Page 1 of 1

how to add numbers to groops of records...

PostPosted: Wed May 24, 2017 6:25 pm
by Dmitriy
hello colleagues!
I need to add sequence number to each group of records, like unique word ids...

input:

630774221
630774221
963495850
963495850
963495850
345695561
678609548
678609548
678609548
918367402
279702180
 


output:

630774221 0001
630774221 0001
963495850 0002
963495850 0002
963495850 0002
345695561 0003
678609548 0004
678609548 0004
678609548 0004
918367402 0005
279702180 0006
 


and file contains billions of records, so how to do this with maximum performance?
can you help me please. Thanks in advance!

Re: how to add numbers to groops of records...

PostPosted: Mon May 29, 2017 11:29 am
by Aki88
Hello,

A few questions before we look at the solution:
a. You do not want the records to be sorted while padding the ID? The output you've shown retains the original order of records.
b. Is there a possibility of a unique group record to appear again somewhere down the line, if so how do you want that handled; for example:

630774221
630774221
963495850
963495850
963495850
345695561
678609548
678609548
678609548
630774221 --> here this appears again
630774221 --> here this appears again  
918367402
279702180
 


c. You've mentioned that there can be billions of records in input, but you've shown unique identifiers of 4 bytes only, which would mean that it can accommodate maximum of '9999' unique identifiers.

Solution to the query is fairly straight forward unless the aforementioned complexities are not added to it; you need to group the records and PUSH an ID to it. DFSORT allows 15 bytes zoned decimal id to be pushed in, which means 999,999,999,999,999 is the maximum value:


//SORTIN   DD *                          
630774221                                
630774221                                
963495850                                
963495850                                
963495850                                
345695561                                
678609548                                
678609548                                
678609548                                
918367402                                
279702180                                
/*                                        
//SORTOUT  DD SYSOUT=*                    
//SYSIN    DD *                          
 SORT FIELDS=COPY                        
 INREC IFTHEN=(WHEN=GROUP,KEYBEGIN=(1,9),
                          PUSH=(11:ID=15))
/*                                        
 


Output:


630774221 000000000000001
630774221 000000000000001
963495850 000000000000002
963495850 000000000000002
963495850 000000000000002
345695561 000000000000003
678609548 000000000000004
678609548 000000000000004
678609548 000000000000004
918367402 000000000000005
279702180 000000000000006
 

Re: how to add numbers to groops of records...

PostPosted: Mon May 29, 2017 11:40 am
by enrico-sorichetti
the number of records is NOT related to the number of groups/identifiers
:mrgreen:

Re: how to add numbers to groops of records...

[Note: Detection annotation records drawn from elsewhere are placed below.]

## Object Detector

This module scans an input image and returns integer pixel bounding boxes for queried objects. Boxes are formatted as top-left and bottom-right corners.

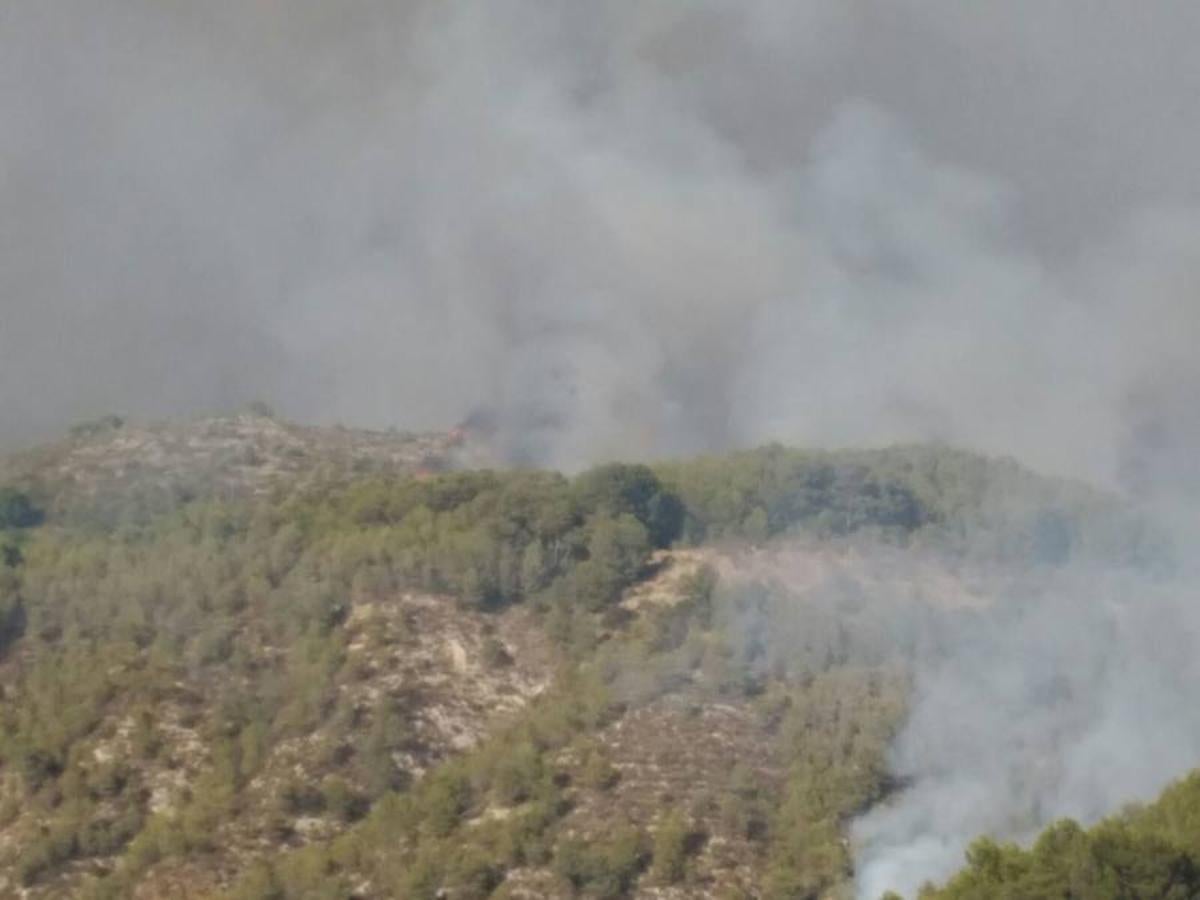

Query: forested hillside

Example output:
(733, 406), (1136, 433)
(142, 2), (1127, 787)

(920, 772), (1200, 900)
(0, 422), (1171, 899)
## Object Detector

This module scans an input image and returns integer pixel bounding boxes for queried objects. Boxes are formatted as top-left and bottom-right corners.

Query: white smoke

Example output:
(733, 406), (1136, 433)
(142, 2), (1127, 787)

(7, 0), (1200, 480)
(853, 566), (1200, 900)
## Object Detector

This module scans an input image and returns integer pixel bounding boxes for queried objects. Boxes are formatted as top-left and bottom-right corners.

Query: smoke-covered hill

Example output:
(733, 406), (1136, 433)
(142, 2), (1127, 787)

(0, 416), (1200, 898)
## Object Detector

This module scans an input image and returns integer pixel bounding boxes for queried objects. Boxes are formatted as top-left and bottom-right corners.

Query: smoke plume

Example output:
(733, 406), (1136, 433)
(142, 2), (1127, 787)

(7, 0), (1200, 892)
(7, 0), (1200, 482)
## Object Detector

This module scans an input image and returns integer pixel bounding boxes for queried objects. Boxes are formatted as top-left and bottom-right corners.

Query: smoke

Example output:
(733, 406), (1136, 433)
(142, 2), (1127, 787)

(7, 0), (1200, 482)
(7, 0), (1200, 890)
(853, 565), (1200, 900)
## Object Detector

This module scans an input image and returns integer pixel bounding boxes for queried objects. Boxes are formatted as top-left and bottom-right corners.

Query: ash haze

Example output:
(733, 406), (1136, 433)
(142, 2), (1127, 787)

(7, 0), (1200, 896)
(0, 0), (1200, 484)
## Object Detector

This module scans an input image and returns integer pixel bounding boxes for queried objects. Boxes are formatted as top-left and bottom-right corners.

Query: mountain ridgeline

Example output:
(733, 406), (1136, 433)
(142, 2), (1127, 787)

(0, 421), (1176, 899)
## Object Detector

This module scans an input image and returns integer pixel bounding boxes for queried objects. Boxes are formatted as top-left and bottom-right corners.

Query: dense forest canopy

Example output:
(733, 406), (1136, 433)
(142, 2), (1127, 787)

(0, 434), (1175, 898)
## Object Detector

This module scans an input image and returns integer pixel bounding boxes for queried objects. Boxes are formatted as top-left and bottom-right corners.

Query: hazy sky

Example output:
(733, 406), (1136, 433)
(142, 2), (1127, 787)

(7, 0), (1200, 480)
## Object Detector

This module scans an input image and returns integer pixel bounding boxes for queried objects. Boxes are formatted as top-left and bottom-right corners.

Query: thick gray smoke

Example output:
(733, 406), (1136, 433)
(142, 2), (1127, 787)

(7, 0), (1200, 480)
(7, 0), (1200, 889)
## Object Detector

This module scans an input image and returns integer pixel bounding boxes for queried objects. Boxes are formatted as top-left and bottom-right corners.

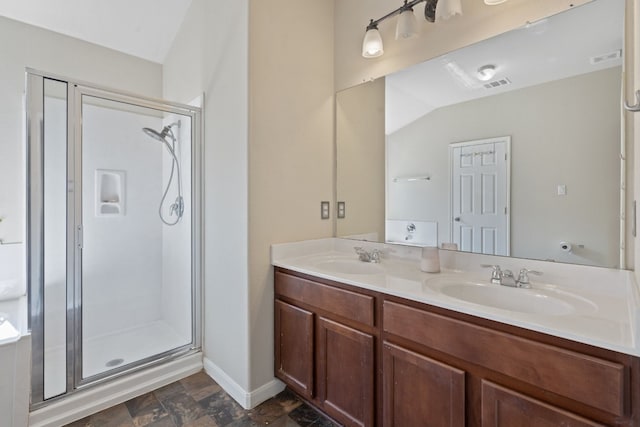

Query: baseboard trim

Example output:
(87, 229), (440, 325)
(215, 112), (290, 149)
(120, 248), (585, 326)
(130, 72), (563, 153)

(203, 357), (285, 409)
(29, 353), (202, 427)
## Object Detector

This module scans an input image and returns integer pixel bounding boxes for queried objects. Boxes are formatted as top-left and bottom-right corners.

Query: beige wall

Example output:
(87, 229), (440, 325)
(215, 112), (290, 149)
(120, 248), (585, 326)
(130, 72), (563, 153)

(387, 67), (621, 267)
(336, 78), (385, 241)
(164, 0), (334, 403)
(249, 0), (335, 388)
(163, 0), (252, 394)
(335, 0), (589, 90)
(0, 17), (162, 246)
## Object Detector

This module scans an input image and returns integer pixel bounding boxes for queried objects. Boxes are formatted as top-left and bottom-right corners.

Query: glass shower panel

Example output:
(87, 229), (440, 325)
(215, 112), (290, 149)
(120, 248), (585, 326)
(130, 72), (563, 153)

(81, 94), (193, 378)
(42, 78), (67, 399)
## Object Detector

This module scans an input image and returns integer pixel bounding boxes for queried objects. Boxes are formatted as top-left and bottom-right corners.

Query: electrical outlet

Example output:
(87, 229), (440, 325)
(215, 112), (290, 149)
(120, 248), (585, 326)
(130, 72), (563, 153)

(337, 202), (346, 219)
(320, 201), (331, 219)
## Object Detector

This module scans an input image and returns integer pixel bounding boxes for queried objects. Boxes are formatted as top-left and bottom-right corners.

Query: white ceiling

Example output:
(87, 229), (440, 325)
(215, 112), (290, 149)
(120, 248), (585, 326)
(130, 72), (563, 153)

PostPosted: Mon May 29, 2017 11:53 am
by Aki88
Hello Mr. Sorichetti,

enrico-sorichetti wrote:the number of records is NOT related to the number of groups/identifiers
:mrgreen:


Yes, I completely agree; but going by the representative data, there are certain records which have only one entry (instead of paired/grouped entries).
Hence the SORT card written gives the solution for maximum possible groups; TS is expected to tweak it to fit his needs.
I'd be very-very surprised if ONLY 9999 groups were possible in the actual 'billions of records'. :)

Best regards.

Re: how to add numbers to groops of records...

PostPosted: Mon May 29, 2017 12:56 pm
by prino
Dmitriy wrote:... and file contains billions of records ...

And if if my uncle was a woman he'd be my aunt...

Which PHB has come up with this ludicrous time-wasting requirement?